The word “sustainable” has come to be all but meaningless, generally used to connote a practice or product that is slightly less environmentally damaging than the conventional alternatives. This webinar, based on the 2013 edition of Worldwatch Institute’s flagship annual report, State of the World (subtitled Is Sustainability Still Possible?), will aim to restore the word to its original environmental meaning. The key question is can sustainability be shown to have a scientific foundation? And if so, what do theory and current data say about the sustainability of our global civilization?
November Webinar, Wednesday 11/13/13 at 11:00 AM Pacific Time-USA
The Sustainability Metric
We'll first discuss how we can measure sustainability, current data trends and concepts, and what they say about how we live on the planet. Is sustainability primarily a matter of developing a “green” economy or otherwise altering economic processes—or is more than economics at issue? What does true sustainability imply for individual lifestyles? What is at stake if we pursue unsustainable growth and development?

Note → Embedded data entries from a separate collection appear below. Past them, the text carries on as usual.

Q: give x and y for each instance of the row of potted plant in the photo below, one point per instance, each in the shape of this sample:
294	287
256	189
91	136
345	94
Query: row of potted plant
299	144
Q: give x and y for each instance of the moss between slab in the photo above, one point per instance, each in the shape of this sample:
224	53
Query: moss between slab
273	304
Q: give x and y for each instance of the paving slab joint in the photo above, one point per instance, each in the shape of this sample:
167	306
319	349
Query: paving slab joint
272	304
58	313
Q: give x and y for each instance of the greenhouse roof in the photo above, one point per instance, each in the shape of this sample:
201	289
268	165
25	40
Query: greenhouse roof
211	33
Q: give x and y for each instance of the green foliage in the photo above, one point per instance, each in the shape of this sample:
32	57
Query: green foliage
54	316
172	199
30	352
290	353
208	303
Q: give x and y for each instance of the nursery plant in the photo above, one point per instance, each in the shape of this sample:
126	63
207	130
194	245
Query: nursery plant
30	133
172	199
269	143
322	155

Getting to True Sustainability
With the limits better understood, how can we get to a truly sustainable society? Is geoengineering the only option left? Can we instead re-engineer our cultures? Can we create truly sustainable design and goods? Will major shifts in governance at all scales be necessary? How about population management? This section will sample some of the many policies and perspectives already developed over the last three decades that could build a sustainable society within planetary boundaries.
Open in Case of Emergency
At the moment, sustainability seems technically within our grasp but politically beyond it. Is collapse inevitable? Crucial choices loom ahead: Will we burn the tar sands? All the coal in the ground? Shale gas? The oil under the Arctic? What can we preserve of our most important cultural, economic, and social achievements as the Earth changes? And how can we limit human suffering during this global ecological transition?
Webinar participants should come away with a good sense of what the best data say about the sustainability of the current global economy and some thoughtful ideas about how humanity should respond if it fails in comprehensively implementing the many well-known options for achieving sustainability.

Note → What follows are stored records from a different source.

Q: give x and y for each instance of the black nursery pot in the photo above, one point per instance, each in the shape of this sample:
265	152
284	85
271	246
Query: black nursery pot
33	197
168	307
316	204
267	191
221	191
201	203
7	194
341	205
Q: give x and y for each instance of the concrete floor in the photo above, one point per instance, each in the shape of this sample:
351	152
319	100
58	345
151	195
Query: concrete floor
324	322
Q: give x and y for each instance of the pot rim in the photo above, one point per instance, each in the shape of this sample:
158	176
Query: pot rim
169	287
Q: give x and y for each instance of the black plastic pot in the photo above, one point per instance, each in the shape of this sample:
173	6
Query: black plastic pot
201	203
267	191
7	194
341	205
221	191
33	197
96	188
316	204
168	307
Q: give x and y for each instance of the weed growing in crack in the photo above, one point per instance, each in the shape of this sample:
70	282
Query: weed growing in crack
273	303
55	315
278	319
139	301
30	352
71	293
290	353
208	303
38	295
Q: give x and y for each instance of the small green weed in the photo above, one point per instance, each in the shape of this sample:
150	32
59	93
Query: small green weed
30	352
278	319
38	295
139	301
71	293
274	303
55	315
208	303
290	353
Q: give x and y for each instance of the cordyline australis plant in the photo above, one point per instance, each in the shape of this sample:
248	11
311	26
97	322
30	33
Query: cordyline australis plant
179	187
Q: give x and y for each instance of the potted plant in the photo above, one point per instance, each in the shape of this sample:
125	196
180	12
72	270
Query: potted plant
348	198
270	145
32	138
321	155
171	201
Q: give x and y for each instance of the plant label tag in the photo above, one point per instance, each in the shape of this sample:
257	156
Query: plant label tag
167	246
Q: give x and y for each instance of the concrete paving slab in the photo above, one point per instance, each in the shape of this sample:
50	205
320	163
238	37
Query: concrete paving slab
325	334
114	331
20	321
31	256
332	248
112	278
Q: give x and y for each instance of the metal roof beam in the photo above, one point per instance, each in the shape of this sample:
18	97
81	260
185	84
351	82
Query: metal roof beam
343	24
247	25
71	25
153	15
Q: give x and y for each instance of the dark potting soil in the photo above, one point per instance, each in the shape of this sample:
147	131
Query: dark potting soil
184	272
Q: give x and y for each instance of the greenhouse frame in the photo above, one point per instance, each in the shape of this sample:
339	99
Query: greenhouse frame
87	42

Erik Assadourian is a Senior Fellow at the Worldwatch Institute where he has studied cultural change, consumerism, degrowth, ecological ethics, corporate responsibility, and sustainable communities over the past 10 years. Erik is co-director of State of the World 2013 and directed State of the World 2010, and co-directed the 2005 and 2012 editions.

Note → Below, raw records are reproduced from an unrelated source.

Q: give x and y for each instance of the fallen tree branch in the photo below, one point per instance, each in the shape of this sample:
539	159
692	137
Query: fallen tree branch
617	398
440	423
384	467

Erik also directs the Transforming Cultures project at Worldwatch, which explores innovative new ways to intentionally and proactively transform cultural norms so that living sustainably feels as natural as living as a consumer feels today. Most recently, through this project, Erik co-designed an eco-educational scenario for the popular board game Settlers of Catan, Catan: Oil Springs, which he hopes will help players grapple personally with climate change, the tragedy of the commons, and the difficulties of continued growth in a finite system.
Robert Engelman is President of the Worldwatch Institute, a globally focused environmental research organization based in Washington, D.C. Bob originally joined Worldwatch as Vice President for Programs and was named President in 2011. Prior to joining Worldwatch, Bob was Vice President for Research at Population Action International, a policy research and advocacy group in Washington, and directed its program on population and the environment. He has written extensively on population's connections to environmental change, economic growth, and civil conflict.
A former newspaper reporter specializing in science and the environment, Bob was founding secretary of the Society of Environmental Journalists. He is the author of the 2008 book More: Population, Nature, and What Women Want.